To view the logs, run the following command and substitute the workflow name where indicated.
$argo logs <workflow-name>
Artifacts and Inference
After fine-tuning is complete, the tuned model is in the /finetunes/{{run_name}}/final
directory of the PVC. It can be downloaded directly, or if the inference service was deployed, query the new model from the inference service URL.
If KNative CLI is installed, discover the service URL with:
$kn service list
Otherwise, use kubectl
:
$kubectl get ksvcNAME URL LATEST AGE CONDITIONS READY REASONinference-western-predictor-default http://inference-western-predictor-default.tenant-example.knative.chi.coreweave.com inference-western-predictor-default-00007 2d21h 3 OK / 3 True
Then, with the URL available and jq
installed, use curl
to run a test query:
$curl -XPOST -H "Content-type: application/json" -d '{"prompt": "She danced with him in the honky-tonk"}' 'http://inference-western-predictor-default.tenant-example.knative.chi.coreweave.com/completion' |jq .

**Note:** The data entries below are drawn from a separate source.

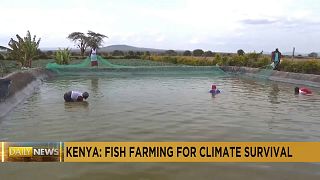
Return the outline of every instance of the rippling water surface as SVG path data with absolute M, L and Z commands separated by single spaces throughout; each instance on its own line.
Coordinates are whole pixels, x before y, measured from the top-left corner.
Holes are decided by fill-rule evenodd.
M 222 91 L 208 93 L 211 83 Z M 43 83 L 0 119 L 4 141 L 320 141 L 320 97 L 222 76 L 69 77 Z M 88 103 L 64 92 L 88 91 Z M 315 91 L 317 91 L 315 89 Z M 8 178 L 320 179 L 311 163 L 20 163 Z M 1 178 L 2 179 L 2 178 Z

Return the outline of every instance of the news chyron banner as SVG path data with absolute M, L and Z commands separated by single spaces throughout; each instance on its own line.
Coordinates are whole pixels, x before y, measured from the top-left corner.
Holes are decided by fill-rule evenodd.
M 320 162 L 320 142 L 2 142 L 2 162 Z
M 62 142 L 2 142 L 2 162 L 62 162 Z

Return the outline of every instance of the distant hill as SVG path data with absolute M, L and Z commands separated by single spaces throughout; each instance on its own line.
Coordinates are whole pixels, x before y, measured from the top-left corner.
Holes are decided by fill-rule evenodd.
M 57 51 L 59 48 L 56 48 L 56 47 L 43 47 L 43 48 L 40 48 L 41 51 Z M 63 48 L 62 48 L 63 49 Z M 119 50 L 119 51 L 123 51 L 123 52 L 128 52 L 128 51 L 133 51 L 133 52 L 146 52 L 146 51 L 149 51 L 149 52 L 164 52 L 166 51 L 166 49 L 154 49 L 154 48 L 144 48 L 144 47 L 135 47 L 135 46 L 128 46 L 128 45 L 111 45 L 111 46 L 106 46 L 106 47 L 102 47 L 102 48 L 99 48 L 99 52 L 113 52 L 115 50 Z M 90 48 L 87 48 L 86 50 L 87 52 L 90 51 Z M 71 48 L 71 52 L 80 52 L 80 49 L 78 48 Z M 177 52 L 179 52 L 177 50 Z
M 42 47 L 40 49 L 42 51 L 57 51 L 58 50 L 57 47 Z M 123 51 L 123 52 L 128 52 L 128 51 L 146 52 L 146 51 L 149 51 L 149 52 L 159 52 L 159 53 L 161 53 L 161 52 L 165 52 L 168 49 L 155 49 L 155 48 L 135 47 L 135 46 L 129 46 L 129 45 L 122 44 L 122 45 L 110 45 L 110 46 L 102 47 L 98 51 L 99 52 L 108 52 L 108 53 L 110 53 L 110 52 L 113 52 L 114 50 L 119 50 L 119 51 Z M 72 47 L 71 51 L 72 52 L 80 52 L 80 50 L 78 48 L 75 48 L 75 47 Z M 87 52 L 88 51 L 90 51 L 90 48 L 87 49 Z M 178 53 L 182 53 L 184 50 L 174 50 L 174 51 L 176 51 Z M 216 52 L 216 53 L 224 54 L 224 53 L 228 53 L 228 52 Z M 229 52 L 229 53 L 232 53 L 232 52 Z M 317 52 L 317 53 L 320 56 L 320 52 Z M 266 52 L 263 52 L 263 54 L 270 55 L 271 52 L 266 51 Z M 291 56 L 292 52 L 282 52 L 282 54 L 283 55 L 287 55 L 287 56 Z M 295 56 L 298 56 L 298 55 L 302 55 L 302 56 L 306 57 L 306 56 L 308 56 L 308 53 L 295 52 Z
M 111 46 L 106 46 L 99 49 L 100 52 L 113 52 L 115 50 L 124 51 L 124 52 L 128 52 L 128 51 L 164 52 L 166 51 L 165 49 L 142 48 L 142 47 L 135 47 L 135 46 L 128 46 L 128 45 L 111 45 Z

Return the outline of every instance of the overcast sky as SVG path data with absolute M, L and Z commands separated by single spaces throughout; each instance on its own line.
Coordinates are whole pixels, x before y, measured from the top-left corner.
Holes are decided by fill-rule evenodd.
M 40 47 L 71 47 L 74 31 L 104 45 L 235 52 L 320 51 L 318 0 L 1 0 L 0 44 L 27 30 Z

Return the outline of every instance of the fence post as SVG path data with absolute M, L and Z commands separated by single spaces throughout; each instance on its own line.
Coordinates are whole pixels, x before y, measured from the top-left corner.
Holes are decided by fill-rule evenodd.
M 294 58 L 294 51 L 296 50 L 295 47 L 293 47 L 293 51 L 292 51 L 292 61 L 293 61 L 293 58 Z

That should return a result similar to:
% Total % Received % Xferd Average Speed Time Time Time CurrentDload Upload Total Spent Left Speed100 935 100 828 100 107 147 19 0:00:05 0:00:05 --:--:-- 188{"generated_text": "She danced with him in the honky-tonk hall as if to say, \"You got me into this mess. Now I'll get you out of it. Let's split it and go our separate ways. Maybe I'll get lucky and make you my partner.\"\nHe grinned. \"You never know. Don't let anyone stop you. But if someone tries to arrest you, let them worry about that.\"\n\"I'll do that. Now, about that money?\"\n\"Money? What money?\"\n\"The loan they paid to your uncle to buy your brother out of that mine. I'm not sure why they did that.\"\nHe grinned. \"That's what I've been trying to figure out myself. They want more power over the land they're buying so they can put up cattle. But they're not taking long to figure out that I'm onto them, so keep this money safe until we figure out the best way to handle it. Don't try"}
Summary
These are the basic steps for downloading a base model, tokenizing a dataset, fine-tuning the model, and running test inferences against the new model. Even though this just begins to explore the capabilities of fine-tuning, it provides a solid starting point and a guide to inspire more production projects.